Anyway what I find interesting about snow here is that there doesn’t seem to be any sort of system for dealing with it, though it’s not exactly unexpected. The plan for handling snow seems to be an offshoot of the Bush plan for dealing with global warming: ignore it, and sooner or later it will go away. This extends to streets, sidewalks, anywhere snow might accumulate and be in the way. People walk on it, drive on it, ride their bikes on it, all the normal stuff except the obvious SHOVELING it and PLOWING it.
I’m being somewhat unfair here by not mentioning that many of the streets are paved with cobblestones, and clearly plowing would tear them up. The sidewalks, too, are paved either with granite slabs (about as slippery as anything I can imagine, even when they’re just wet, let alone snowy) or with hundreds of smallish (5 cm) squarish cobbles. Both streets and sidewalks are very attractive, but plowing and shoveling wouldn’t be very practical.

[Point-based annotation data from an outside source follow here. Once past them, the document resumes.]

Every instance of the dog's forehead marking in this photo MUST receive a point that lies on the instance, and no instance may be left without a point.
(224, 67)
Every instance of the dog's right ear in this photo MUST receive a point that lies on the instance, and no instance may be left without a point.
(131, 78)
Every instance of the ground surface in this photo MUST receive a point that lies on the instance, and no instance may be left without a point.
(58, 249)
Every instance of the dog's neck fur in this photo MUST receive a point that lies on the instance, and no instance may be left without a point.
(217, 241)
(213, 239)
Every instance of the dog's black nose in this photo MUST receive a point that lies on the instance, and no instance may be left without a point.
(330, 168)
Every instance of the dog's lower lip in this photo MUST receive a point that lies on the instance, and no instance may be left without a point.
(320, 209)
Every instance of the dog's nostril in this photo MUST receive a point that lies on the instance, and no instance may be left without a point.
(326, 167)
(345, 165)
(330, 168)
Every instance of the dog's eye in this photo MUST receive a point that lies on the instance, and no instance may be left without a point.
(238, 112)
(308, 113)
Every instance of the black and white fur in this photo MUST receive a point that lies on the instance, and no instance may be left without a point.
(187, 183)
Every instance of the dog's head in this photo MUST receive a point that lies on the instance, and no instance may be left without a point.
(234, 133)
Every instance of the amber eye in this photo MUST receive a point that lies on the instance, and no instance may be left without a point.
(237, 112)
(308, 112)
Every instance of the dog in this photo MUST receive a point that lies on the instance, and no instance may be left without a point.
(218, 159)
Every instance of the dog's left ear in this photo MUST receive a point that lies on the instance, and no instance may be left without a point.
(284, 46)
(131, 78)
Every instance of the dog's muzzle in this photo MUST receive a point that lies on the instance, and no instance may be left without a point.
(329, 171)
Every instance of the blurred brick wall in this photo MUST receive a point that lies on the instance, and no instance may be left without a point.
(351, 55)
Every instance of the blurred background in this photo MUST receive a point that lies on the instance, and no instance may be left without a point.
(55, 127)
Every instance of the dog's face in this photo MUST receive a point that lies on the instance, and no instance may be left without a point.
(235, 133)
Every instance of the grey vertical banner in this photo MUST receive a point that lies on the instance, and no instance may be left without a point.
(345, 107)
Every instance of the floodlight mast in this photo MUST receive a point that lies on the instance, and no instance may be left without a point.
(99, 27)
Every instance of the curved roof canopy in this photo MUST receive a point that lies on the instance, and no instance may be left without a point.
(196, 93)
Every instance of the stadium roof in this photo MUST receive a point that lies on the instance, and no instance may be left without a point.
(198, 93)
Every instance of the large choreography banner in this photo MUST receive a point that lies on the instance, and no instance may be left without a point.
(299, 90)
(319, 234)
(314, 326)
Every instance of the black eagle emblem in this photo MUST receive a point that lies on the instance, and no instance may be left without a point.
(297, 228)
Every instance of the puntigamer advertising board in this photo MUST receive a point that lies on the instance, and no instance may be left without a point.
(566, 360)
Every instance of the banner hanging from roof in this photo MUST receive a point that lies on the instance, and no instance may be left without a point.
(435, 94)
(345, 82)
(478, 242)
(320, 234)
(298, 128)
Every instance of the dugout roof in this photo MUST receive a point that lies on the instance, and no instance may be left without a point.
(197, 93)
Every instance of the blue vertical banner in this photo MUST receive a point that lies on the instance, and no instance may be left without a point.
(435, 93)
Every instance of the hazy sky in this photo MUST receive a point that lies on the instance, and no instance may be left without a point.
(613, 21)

So, instead of getting cleared off, the snow gets packed down into a solid, frozen, slippery crust. The students at school enjoy this crust and (with a little instigation from me, I admit) took to taking a good running start across the playground to seeing how far they could slide. On the other hand, it made the soccer court somewhat more of an adventure than usual. One day two of the kids and I played a game at our local playground in which actual soccer skill was irrelevant, it was only about who could stop and then get going again in the right direction first.